I think you should just buy and inside corner trowel and finish the corners normally.

Google "inside corner trowel" and you should find pictures of what they look like. You can buy them at any hardware store or home center.


----------



## Seattle2k (Mar 26, 2012)

I've heard of caulking gaps between wall and ceiling, but i've always just used tape and mud. I'm also not a pro, but fortunately, drywall mud is pretty forgiving. When doing your inside corners, do one side, let it dry, and then do the other side of the corner.. This way, you don't mess up one side, while doing the other. If you've already mucked a corner up, wait for it to dry, add another coat, to fix the blemish, dry, then sand any high blemishes even.


----------



## homeby5 (Jul 26, 2015)

Nestor_Kelebay said:


> This is the first I've heard of caulking inside drywall corners.
> 
> I think you should just buy and inside corner trowel and finish the corners normally.
> 
> Google "inside corner trowel" and you should find pictures of what they look like. You can buy them at any hardware store or home center.

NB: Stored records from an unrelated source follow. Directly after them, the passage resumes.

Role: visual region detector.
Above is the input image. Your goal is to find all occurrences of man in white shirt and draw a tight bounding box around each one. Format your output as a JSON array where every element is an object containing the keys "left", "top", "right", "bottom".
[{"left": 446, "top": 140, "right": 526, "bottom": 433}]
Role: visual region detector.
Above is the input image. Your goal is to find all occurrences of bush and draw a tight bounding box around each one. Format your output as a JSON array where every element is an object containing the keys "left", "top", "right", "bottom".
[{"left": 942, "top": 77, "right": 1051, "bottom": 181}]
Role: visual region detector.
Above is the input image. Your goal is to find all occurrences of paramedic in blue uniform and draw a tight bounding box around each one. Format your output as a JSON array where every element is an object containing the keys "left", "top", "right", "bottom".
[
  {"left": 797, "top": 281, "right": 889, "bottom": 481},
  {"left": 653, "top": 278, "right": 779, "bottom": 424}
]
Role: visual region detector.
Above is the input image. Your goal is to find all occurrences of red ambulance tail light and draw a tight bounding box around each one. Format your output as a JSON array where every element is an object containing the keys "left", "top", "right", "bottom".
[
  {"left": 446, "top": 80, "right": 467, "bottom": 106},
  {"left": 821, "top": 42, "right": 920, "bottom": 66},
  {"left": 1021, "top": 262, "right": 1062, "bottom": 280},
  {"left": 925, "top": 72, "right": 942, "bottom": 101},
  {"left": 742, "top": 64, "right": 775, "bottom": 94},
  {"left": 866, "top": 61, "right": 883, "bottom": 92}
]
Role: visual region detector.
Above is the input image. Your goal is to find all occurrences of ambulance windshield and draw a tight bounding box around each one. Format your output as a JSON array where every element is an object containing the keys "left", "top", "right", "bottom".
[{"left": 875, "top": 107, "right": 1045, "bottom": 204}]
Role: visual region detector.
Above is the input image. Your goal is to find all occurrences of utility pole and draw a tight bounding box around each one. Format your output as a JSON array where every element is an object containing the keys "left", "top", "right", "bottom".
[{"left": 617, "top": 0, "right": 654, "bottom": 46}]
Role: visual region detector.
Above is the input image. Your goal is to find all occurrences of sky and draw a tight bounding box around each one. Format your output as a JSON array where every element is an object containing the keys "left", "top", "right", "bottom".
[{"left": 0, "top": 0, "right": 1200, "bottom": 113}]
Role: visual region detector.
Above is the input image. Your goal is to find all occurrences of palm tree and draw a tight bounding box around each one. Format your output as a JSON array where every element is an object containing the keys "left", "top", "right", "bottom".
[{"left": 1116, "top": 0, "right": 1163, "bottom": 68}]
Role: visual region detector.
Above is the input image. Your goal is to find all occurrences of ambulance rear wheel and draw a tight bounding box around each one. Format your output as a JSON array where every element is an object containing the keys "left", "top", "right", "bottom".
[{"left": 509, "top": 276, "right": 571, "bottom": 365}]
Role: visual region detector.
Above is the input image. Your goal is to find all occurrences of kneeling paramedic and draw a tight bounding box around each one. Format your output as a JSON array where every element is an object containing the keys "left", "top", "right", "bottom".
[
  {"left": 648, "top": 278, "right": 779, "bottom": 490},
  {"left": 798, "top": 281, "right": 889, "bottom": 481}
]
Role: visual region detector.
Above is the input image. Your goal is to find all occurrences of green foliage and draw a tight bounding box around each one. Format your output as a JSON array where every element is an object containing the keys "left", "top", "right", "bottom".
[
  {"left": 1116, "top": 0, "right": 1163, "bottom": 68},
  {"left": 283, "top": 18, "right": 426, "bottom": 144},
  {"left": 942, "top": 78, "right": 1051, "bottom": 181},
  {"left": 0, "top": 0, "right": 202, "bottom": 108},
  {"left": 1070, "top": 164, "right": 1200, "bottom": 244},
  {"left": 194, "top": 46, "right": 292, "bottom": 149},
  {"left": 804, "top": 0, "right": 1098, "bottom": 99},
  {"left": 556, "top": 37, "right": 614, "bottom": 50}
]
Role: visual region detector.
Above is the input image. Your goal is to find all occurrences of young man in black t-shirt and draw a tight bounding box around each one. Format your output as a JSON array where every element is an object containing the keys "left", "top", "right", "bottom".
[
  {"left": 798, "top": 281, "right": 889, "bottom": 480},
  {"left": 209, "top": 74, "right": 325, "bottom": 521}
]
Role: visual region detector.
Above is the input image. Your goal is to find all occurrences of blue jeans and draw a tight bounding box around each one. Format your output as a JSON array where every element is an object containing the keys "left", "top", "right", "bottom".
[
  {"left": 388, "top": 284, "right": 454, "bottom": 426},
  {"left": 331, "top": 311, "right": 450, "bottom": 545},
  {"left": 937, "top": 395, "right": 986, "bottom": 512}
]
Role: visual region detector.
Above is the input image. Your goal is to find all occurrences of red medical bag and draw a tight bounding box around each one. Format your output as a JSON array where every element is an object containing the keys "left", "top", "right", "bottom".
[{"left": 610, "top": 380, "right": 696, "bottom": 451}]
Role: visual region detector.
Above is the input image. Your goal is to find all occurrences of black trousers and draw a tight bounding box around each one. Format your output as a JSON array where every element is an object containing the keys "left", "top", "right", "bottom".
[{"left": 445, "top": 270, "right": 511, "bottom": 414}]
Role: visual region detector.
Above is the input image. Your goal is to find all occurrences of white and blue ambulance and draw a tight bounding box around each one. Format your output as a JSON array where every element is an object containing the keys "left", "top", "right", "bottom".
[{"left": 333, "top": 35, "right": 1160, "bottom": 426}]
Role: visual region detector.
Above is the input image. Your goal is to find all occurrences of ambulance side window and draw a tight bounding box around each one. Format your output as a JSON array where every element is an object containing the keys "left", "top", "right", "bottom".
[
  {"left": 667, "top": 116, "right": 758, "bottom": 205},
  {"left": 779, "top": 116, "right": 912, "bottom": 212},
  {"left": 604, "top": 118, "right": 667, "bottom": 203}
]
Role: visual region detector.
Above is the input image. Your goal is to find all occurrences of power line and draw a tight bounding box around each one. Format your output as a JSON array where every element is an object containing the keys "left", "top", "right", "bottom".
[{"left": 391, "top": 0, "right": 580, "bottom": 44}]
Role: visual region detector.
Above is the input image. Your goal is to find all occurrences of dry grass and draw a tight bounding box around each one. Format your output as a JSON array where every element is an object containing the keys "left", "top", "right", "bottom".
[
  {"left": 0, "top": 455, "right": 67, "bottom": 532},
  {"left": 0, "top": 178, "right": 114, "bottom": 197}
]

Thanks. I actually have one in my bucket. I guess I bought it about it about 10 years ago when I did my last drywall job and forgot how well it worked :laughing: I didn't pull it out because it was dissed by some pros on another forum and I assumed it was useless. But I used it today and knocked out the corners in about 3 hours. Turned out real nice for an amature. Thanks again :thumbsup:


----------



## Nestor_Kelebay (Jun 17, 2008)

"I didn't pull it out because it was dissed by some pros on another forum."

One of the biggest parts of being a DIY'er is thinking for yourself. If that inside corner trowel worked well for you last time, and again this time, then what the pros say about how well it works doesn't matter.


----------



## Yodaman (Mar 9, 2015)

corner trowels work great for setting tape and corner finishing. I also don't see a problem using latex painters caulk almost anywhere for paint prep. Could be a along molding edges and seams, small holes, or smoothing corners


----------



## jeffnc (Apr 1, 2011)

Forget what the single minded "pros" say. Corner trowels work fine. And stop using caulk on taped joints, corner or otherwise


----------